NotABridezillaToBe · 19/12/2020 07:23

*Don’t fudge emails. Don’t lie or act thick - you’re clearly in a position of trust and professionalism, with which acting thick would be at odds. Don’t mention your extra hours - not relevant and makes you look shady (as written way more eloquently above). Don’t say you did it incorrectly deliberately for brevity/simplicity. These are bad suggestions that’ll make things worse.

Do do as another poster suggested, hand them your evidence as requested with an ‘oops, on review, £40 has been allocated incorrectly and I haven’t reclaimed £4’.*

There’s no point writing my own post when this one says it all! Keep it simple.

Izzy24 · 19/12/2020 07:34

Don’t lie.

Don’t act thick.

Be furious because you’ve done your absolute best with the refunds and they way I read it you are the person who will be out of pocket due to the partial refunds.

Point out the hours of unpaid work you have put in this year demonstrating your commitment to your employer. Point out the clear lack of commitment they have shown you in return.

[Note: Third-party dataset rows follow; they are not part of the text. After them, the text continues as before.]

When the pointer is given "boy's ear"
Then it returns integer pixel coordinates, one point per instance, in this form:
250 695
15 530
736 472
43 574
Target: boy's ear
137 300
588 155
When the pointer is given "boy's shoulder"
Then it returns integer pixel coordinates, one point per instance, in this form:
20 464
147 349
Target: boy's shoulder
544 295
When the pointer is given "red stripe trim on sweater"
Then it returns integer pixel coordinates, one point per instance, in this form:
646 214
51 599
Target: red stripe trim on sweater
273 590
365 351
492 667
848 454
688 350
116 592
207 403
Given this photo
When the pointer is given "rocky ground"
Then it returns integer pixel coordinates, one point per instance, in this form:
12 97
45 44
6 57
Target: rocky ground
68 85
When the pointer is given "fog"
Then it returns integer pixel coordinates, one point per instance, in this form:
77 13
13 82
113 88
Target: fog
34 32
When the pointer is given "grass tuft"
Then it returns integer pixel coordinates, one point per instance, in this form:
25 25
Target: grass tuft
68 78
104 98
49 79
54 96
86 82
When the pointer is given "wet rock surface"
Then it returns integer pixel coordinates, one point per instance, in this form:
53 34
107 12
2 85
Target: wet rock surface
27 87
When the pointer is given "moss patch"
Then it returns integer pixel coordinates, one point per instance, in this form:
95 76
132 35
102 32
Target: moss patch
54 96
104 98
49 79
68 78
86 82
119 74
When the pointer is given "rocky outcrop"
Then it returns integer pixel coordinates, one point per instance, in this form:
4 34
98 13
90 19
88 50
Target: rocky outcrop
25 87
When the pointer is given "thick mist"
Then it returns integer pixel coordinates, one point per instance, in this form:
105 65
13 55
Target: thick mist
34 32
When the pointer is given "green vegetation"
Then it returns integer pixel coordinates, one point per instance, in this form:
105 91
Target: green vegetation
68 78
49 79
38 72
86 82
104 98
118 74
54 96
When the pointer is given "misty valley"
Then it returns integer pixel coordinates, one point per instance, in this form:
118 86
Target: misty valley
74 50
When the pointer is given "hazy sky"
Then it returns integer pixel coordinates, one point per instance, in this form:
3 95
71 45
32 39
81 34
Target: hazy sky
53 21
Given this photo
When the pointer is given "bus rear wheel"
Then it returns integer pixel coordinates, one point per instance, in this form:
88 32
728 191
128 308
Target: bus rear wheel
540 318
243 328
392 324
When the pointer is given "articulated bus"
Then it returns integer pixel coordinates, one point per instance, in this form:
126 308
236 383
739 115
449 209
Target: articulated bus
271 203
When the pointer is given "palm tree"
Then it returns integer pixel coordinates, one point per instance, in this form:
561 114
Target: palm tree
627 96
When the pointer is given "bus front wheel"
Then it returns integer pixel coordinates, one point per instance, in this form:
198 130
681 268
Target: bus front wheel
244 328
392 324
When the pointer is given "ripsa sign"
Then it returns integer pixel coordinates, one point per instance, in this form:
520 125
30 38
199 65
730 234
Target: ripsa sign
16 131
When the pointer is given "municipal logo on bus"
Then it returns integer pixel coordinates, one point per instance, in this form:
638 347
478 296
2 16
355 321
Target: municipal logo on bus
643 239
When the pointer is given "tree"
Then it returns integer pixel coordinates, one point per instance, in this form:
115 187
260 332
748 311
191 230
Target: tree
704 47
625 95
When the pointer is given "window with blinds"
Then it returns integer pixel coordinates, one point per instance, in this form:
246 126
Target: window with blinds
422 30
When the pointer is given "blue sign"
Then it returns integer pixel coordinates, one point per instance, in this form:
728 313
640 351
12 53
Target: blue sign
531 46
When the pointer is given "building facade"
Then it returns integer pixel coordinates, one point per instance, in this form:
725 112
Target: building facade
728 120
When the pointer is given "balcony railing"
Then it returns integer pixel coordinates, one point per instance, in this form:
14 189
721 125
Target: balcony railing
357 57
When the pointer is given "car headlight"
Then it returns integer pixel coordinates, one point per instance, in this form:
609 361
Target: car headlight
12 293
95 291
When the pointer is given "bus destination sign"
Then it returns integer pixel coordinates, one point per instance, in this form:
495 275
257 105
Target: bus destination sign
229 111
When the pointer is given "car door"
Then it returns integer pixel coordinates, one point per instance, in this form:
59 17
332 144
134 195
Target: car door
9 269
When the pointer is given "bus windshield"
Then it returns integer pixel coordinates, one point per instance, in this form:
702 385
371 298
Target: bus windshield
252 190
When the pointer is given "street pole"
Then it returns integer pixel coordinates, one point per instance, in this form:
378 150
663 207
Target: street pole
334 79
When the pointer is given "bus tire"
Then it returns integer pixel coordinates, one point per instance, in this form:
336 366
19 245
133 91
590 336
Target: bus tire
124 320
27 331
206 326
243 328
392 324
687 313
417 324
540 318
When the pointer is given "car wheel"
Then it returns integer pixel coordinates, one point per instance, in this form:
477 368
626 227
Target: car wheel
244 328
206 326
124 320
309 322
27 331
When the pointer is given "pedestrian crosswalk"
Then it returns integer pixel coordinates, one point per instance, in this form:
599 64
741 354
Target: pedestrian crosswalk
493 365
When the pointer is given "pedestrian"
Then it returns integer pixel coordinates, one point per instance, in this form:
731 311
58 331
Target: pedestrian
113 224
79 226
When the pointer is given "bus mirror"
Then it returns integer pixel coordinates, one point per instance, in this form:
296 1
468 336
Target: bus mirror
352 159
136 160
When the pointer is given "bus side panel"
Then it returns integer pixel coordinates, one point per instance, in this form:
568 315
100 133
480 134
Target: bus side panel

Tell them that in future all expenses must be paid directly by the company as you are not prepared to accept being put in this stressful and humiliating position in future.

movingonup20 · 19/12/2020 07:58

The auditor won't care, just say you can't find the tickets but you realised it's from a different account and you under claimed by £4. They really aren't worried about these things - £1000 would be different

Ffwithfu · 19/12/2020 08:15

I’d probably just give them what they asked for - proof that you tried to get a refund - that’s literally all they’ve asked for.

And you did that over the phone didn’t you? So no email available.